Niet alle personages hebben een stem, maar voor sommigen zijn acteurs ingehuurd en zijn 3D-portretten gemaakt, die tijdens de gesprekken nog best realistisch bewegen. Zo viel onze kaak op de grond toen we ontdekten dat de burgemeester van een stadje gespeeld werd door Richard Dean Anderson, beter bekend als MacGyver en Colonel O’Neal uit Star Gate SG1.
Tijd
Onze omzwervingen door de wildernis wekken echter ook een andere herinnering. De enige negatieve, eigenlijk. En dat is de tijdslimiet. Het spel dat zowat de belichaming was van alles wat goed was aan spelersvrijheid, dwingt ons om tempo te maken. We hebben namelijk honderdvijftig speldagen om de waterchip te vinden. Als dat niet lukt binnen die tijd, is onze Vault verloren.

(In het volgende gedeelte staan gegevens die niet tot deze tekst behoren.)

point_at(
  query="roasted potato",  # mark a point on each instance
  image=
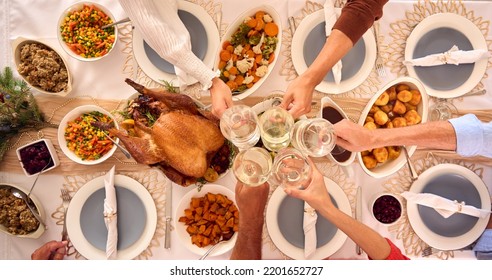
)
(209, 218)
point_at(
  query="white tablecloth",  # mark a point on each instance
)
(105, 79)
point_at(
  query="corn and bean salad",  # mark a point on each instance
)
(82, 32)
(87, 141)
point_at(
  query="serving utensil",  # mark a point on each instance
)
(116, 23)
(413, 172)
(223, 239)
(379, 58)
(358, 214)
(66, 201)
(168, 210)
(23, 196)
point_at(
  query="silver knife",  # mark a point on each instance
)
(169, 206)
(358, 214)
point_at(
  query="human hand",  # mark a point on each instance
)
(298, 97)
(221, 97)
(353, 137)
(315, 193)
(251, 201)
(52, 250)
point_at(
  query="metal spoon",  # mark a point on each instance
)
(115, 23)
(224, 239)
(23, 196)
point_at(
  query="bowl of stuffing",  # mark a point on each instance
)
(80, 31)
(41, 66)
(83, 135)
(38, 156)
(15, 217)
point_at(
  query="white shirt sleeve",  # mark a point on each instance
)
(473, 137)
(163, 30)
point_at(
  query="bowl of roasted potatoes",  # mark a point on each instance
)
(401, 102)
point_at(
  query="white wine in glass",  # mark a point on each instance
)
(291, 169)
(313, 137)
(252, 166)
(275, 126)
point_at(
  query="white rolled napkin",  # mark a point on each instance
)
(110, 215)
(453, 56)
(309, 227)
(444, 206)
(330, 19)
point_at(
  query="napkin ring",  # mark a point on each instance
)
(460, 205)
(311, 211)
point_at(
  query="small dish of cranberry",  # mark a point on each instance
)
(36, 155)
(387, 208)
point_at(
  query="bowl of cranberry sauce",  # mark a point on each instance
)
(386, 208)
(333, 113)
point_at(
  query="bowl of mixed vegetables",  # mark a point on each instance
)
(80, 31)
(81, 135)
(249, 50)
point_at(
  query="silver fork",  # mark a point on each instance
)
(66, 201)
(379, 58)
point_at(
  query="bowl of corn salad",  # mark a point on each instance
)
(80, 31)
(83, 142)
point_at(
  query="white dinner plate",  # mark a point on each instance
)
(453, 182)
(137, 218)
(180, 227)
(436, 34)
(284, 218)
(307, 42)
(204, 41)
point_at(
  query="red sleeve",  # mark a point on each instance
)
(395, 253)
(358, 16)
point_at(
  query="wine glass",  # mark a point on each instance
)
(239, 124)
(252, 166)
(291, 169)
(314, 137)
(275, 126)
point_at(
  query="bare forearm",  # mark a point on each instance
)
(376, 247)
(249, 240)
(336, 46)
(433, 135)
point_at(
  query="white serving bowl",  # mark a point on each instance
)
(233, 28)
(72, 115)
(391, 166)
(34, 234)
(78, 7)
(37, 155)
(20, 42)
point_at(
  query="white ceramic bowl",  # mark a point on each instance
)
(233, 28)
(35, 234)
(20, 42)
(391, 166)
(72, 115)
(180, 227)
(389, 209)
(37, 154)
(78, 7)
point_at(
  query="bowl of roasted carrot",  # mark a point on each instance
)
(81, 140)
(249, 50)
(80, 31)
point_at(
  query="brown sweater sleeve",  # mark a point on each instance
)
(358, 16)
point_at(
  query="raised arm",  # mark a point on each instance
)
(251, 202)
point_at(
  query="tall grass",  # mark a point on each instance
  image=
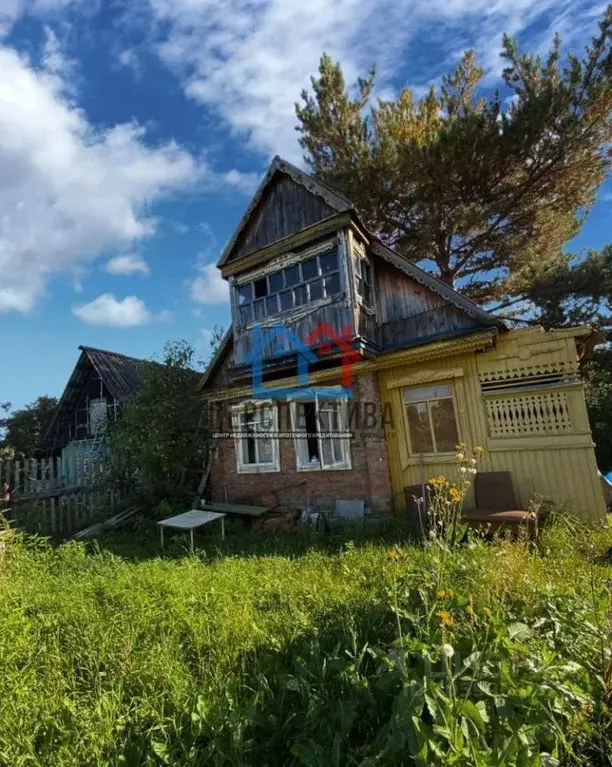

Die tijdslimiet dwong ons er in de jaren negentig toe om de chip van een andere Vault te stelen en hen tot de ondergang te verdoemen, enkel en alleen zodat wij in elk geval van die tijdsdruk af waren.
De tijdslimiet zat blijkbaar niet alleen ons dwars, want latere patches zorgden er voor dat er meer tijd was, tot wel dertien speljaren aan toe. De versie die wij spelen, is gelukkig voorzien van deze update, zodat we die nare gevoelens voorgoed kunnen begraven. In plaats daarvan kunnen we niet anders dan verrukt door het foeilelijke landschap struinen, op zoek naar betere wapens, nieuwe avonturen en interessante keuzes.
Het is jammer dat Fallout er voor moderne ogen zo onaantrekkelijk uitziet. Fallout 1 is nog steeds een van de beste games ooit gemaakt en veegt de vloer aan met Bethesda’s Fallout 3. Stiekem hopen we dat iemand ooit nog eens een HD-remake van deze klassieker produceert. Maar tot die tijd sturen we Dogmeat met plezier op die bandiet met hanenkam af. Kill, Dogmeat! Kill!